The PX4 firmware is designed for the Pixhawk flight controller and is essential for converting signals to control servo and motor PWM outputs. This firmware allows for precise control of actuators in robotic platforms, particularly for off-road and autonomous navigation applications.

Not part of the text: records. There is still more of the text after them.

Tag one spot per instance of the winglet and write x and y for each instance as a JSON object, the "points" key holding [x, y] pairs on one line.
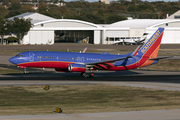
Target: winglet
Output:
{"points": [[136, 51], [85, 49]]}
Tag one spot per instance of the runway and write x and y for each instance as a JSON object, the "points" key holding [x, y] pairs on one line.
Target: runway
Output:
{"points": [[132, 115]]}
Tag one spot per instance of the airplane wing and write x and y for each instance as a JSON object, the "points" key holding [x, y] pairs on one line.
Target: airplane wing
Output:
{"points": [[117, 59], [158, 58], [107, 61]]}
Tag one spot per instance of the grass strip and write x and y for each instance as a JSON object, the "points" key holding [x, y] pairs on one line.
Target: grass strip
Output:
{"points": [[25, 100]]}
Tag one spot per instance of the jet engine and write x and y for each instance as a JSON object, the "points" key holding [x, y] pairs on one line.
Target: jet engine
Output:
{"points": [[76, 68]]}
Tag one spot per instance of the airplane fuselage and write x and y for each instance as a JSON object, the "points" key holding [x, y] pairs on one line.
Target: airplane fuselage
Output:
{"points": [[61, 60]]}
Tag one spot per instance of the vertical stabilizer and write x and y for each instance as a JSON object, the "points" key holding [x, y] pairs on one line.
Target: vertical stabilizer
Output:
{"points": [[151, 47]]}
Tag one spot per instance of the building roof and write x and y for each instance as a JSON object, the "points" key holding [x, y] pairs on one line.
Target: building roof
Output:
{"points": [[174, 15], [36, 17], [138, 23]]}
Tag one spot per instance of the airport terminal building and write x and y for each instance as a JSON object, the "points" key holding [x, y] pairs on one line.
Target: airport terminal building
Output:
{"points": [[47, 30]]}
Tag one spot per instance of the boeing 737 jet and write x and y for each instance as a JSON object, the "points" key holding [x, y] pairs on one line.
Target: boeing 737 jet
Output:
{"points": [[83, 62]]}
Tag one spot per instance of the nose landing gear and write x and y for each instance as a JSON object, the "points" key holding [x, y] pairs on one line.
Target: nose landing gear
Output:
{"points": [[91, 74]]}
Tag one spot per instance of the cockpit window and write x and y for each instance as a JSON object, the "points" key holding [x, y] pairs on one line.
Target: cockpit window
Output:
{"points": [[19, 55]]}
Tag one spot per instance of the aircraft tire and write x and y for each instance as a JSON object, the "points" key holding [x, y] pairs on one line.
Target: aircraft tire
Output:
{"points": [[91, 74], [83, 74]]}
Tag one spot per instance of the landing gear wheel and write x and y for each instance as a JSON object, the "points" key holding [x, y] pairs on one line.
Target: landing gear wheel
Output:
{"points": [[83, 74], [91, 74], [24, 71]]}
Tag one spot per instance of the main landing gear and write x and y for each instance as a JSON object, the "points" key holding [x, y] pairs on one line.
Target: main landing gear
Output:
{"points": [[91, 74]]}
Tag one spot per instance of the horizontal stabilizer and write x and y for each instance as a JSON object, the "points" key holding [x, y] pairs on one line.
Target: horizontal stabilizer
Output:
{"points": [[85, 49], [136, 51]]}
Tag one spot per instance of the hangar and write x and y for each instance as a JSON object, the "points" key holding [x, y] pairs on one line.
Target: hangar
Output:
{"points": [[48, 30], [139, 26]]}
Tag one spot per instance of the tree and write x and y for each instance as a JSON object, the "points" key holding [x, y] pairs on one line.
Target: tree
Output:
{"points": [[5, 27], [20, 27]]}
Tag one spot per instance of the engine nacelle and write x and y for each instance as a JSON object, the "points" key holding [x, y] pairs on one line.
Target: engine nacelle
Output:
{"points": [[76, 68]]}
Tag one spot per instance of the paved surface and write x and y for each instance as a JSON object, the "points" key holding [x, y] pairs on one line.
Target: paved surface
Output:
{"points": [[63, 46], [132, 115]]}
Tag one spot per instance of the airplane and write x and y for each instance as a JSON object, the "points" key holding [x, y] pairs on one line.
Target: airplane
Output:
{"points": [[84, 62]]}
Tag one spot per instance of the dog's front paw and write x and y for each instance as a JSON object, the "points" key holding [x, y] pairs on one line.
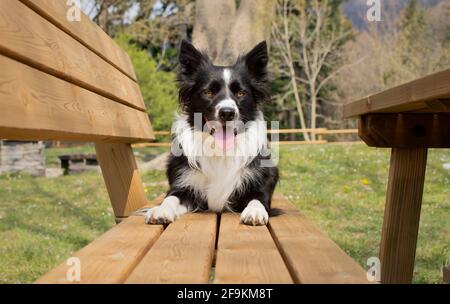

- Repository URL: offroad_px4autopilot
This repository contains the custom PX4 firmware tailored for off-road autonomous vehicles. The firmware is adapted to manage the specific requirements of converting control signals to PWM outputs for servos and motors.
-
Clone the PX4 Firmware Repository:
git clone https://github.com/amilearning/offroad_px4autopilot.git ~/px4_firmware
To train the Steago model, navigate to the unsup_seg_pkg
directory and run the training script:
- Docker Issues: Ensure the NVIDIA runtime is correctly installed and that all volumes and devices are properly mapped.
- ROS Nodes Not Communicating: Verify that the ROS environment is correctly sourced and that all nodes are runnin (even inside of docker).